Ahora ella sabe. Ahora sabe lo que antes sólo podía ver a través de un vidrio oscuro, lo que nosotros sólo podemos ver oscuramente ahora que nos hemos quedado atrás.
El nieto del autor, Peter Francesco, en su bautizo con sus padres y padrinos. (Foto enviada)
Como escribí hace más de un año, mamá soportó las indignidades de la edad con gracia y buen humor la mayoría de los días. Estaba postrada en cama, pero veía la Misa por televisión. Nunca olvidó las palabras del Padre Nuestro y del Ave María, incluso cuando podía olvidar nuestros nombres o no reconocer nuestros rostros.

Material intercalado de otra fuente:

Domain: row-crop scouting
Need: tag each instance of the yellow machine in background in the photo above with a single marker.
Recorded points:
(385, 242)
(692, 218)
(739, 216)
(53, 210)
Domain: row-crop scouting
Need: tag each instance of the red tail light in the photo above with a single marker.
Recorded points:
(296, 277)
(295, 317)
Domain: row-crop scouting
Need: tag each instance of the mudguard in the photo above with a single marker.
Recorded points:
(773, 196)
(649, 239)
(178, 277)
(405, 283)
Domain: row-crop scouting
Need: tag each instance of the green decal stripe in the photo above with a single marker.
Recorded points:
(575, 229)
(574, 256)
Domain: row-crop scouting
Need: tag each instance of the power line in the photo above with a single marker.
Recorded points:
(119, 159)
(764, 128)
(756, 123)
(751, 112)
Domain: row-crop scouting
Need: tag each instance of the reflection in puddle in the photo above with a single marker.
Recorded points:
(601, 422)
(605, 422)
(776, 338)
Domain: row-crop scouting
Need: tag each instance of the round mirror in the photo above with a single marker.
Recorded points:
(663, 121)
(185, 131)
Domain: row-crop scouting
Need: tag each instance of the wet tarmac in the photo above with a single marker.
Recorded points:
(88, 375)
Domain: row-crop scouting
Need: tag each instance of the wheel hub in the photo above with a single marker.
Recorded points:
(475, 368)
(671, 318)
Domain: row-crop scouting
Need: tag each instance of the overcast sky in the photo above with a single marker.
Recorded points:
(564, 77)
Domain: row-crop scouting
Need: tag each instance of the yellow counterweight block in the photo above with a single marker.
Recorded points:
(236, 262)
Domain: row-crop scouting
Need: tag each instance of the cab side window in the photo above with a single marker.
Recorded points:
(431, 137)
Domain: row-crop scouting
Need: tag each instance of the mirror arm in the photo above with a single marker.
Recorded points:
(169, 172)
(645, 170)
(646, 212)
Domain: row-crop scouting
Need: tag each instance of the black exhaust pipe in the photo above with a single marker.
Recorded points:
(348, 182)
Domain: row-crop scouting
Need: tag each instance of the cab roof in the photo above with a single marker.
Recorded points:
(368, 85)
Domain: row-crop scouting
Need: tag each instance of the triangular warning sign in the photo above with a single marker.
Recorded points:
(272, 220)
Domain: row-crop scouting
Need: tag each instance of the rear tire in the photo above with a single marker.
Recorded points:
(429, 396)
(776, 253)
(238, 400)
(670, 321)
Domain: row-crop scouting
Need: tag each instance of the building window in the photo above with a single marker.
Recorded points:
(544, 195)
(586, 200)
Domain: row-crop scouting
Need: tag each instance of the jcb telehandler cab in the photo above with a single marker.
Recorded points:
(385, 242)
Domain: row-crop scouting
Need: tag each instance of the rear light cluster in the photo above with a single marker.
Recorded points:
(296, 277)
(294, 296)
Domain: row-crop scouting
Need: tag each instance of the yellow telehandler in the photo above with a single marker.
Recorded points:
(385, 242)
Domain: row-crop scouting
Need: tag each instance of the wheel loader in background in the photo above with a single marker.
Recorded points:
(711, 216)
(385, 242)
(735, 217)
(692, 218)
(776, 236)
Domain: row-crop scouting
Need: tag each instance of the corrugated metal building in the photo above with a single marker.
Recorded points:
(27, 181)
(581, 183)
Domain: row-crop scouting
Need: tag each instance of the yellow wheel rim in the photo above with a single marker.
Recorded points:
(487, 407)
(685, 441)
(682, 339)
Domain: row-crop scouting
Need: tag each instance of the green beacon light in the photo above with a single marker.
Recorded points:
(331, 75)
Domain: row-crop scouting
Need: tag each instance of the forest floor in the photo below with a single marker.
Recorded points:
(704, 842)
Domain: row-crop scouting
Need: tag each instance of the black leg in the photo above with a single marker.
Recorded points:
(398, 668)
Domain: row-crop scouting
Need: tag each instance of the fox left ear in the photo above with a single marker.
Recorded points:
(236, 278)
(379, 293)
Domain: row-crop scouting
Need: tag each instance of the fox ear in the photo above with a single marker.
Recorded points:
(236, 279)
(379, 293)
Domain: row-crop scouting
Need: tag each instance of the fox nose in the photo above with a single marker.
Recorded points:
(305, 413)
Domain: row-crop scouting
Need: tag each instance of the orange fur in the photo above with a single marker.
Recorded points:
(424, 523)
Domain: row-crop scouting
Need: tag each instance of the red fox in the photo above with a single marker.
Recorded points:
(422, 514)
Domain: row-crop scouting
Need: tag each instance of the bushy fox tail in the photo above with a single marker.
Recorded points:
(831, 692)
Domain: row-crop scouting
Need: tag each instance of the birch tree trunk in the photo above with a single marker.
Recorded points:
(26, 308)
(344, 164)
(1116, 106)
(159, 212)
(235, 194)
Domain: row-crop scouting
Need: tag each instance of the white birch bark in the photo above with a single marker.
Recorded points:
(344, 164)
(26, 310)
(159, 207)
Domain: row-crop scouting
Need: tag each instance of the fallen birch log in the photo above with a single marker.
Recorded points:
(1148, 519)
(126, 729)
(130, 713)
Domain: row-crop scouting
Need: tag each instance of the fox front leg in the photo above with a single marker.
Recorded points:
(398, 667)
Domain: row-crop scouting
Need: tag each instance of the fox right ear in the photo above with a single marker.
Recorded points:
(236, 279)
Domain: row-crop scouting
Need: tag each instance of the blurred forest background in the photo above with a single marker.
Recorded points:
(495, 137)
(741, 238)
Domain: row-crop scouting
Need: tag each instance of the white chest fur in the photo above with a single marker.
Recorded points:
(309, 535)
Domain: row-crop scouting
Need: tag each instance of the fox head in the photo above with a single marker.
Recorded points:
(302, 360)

En nuestra tradición familiar, ahora recordaremos los muchos comentarios que hizo de la nada y que parecían sugerir que, durante su último año, la membrana entre la mortalidad y la inmortalidad se estaba volviendo porosa, transparente. “Los dos hombres me dijeron que no puedo llevarme nada conmigo”, nos dijo en un momento. ¿Un sueño? ¿Consejo angélico para el viaje? Ella lo tomó con calma, como cuando empezó a hablar de su hermano, de quien no había hablado ni aparentemente recordado en varios años.
Como madre, como esposa, mi mamá vivió su fe diariamente y con sencillez. Era generosa y compasiva, y su fe animaba todo. No le temía a la muerte, y cuando el Señor estuvo listo para llevársela, ella estaba lista para irse.
Cuando alguien que tiene 101 años muere, sus sobrevivientes se sienten tanto felices por ella como aún de luto. Había pasado por mucho. Había pagado con creces. Estamos agradecidos por haberla tenido tanto tiempo y tristes por no poder tenerla aún. Extrañaremos oírla decir: “Te amo con locura.”
Pero incluso en este invierno de dolor, la alegría, como un azafrán, nos recuerda que no todo es pérdida.
Porque mientras nos preparábamos para su funeral, también estábamos bautizando a nuestro nieto más reciente y su octavo bisnieto, Peter Francesco, en la fe. (¿Puede haber un nombre más papal?)
En una iglesia hermosa, antigua y crujiente en Pittsburgh, los padres y padrinos de Peter renunciaron a Satanás y a todas sus obras y afirmaron su fe en Jesucristo en su nombre. Nos agrupamos alrededor de la pila bautismal y participamos de un rito antiguo dando la bienvenida al pequeño Peter a nuestra comunidad con gran alegría. Me gusta pensar que mi mamá también estaba allí. Apreciaría la simetría: un bisnieto entrando a nuestra comunidad de fe justo cuando ella partía.
Y cuando dijimos que creíamos en “la comunión de los santos, el perdón de los pecados, la resurrección de la carne y la vida eterna”, mamá estaba allí como testigo.
Peter nunca conoció a su bisabuela, pero si Dios quiere, su espíritu de fe, su alegría por la vida, su aprecio por la familia serán evidentes para él en el testimonio de sus abuelos y padres. El testimonio de mamá permanecerá, como un ADN católico transmitido a las generaciones por venir. Este cuerpo místico, esta comunión de fe, continuará creciendo y floreciendo, dando testimonio de lo que hemos recibido en la fe y transmitido lo mejor que hemos podido. Amén.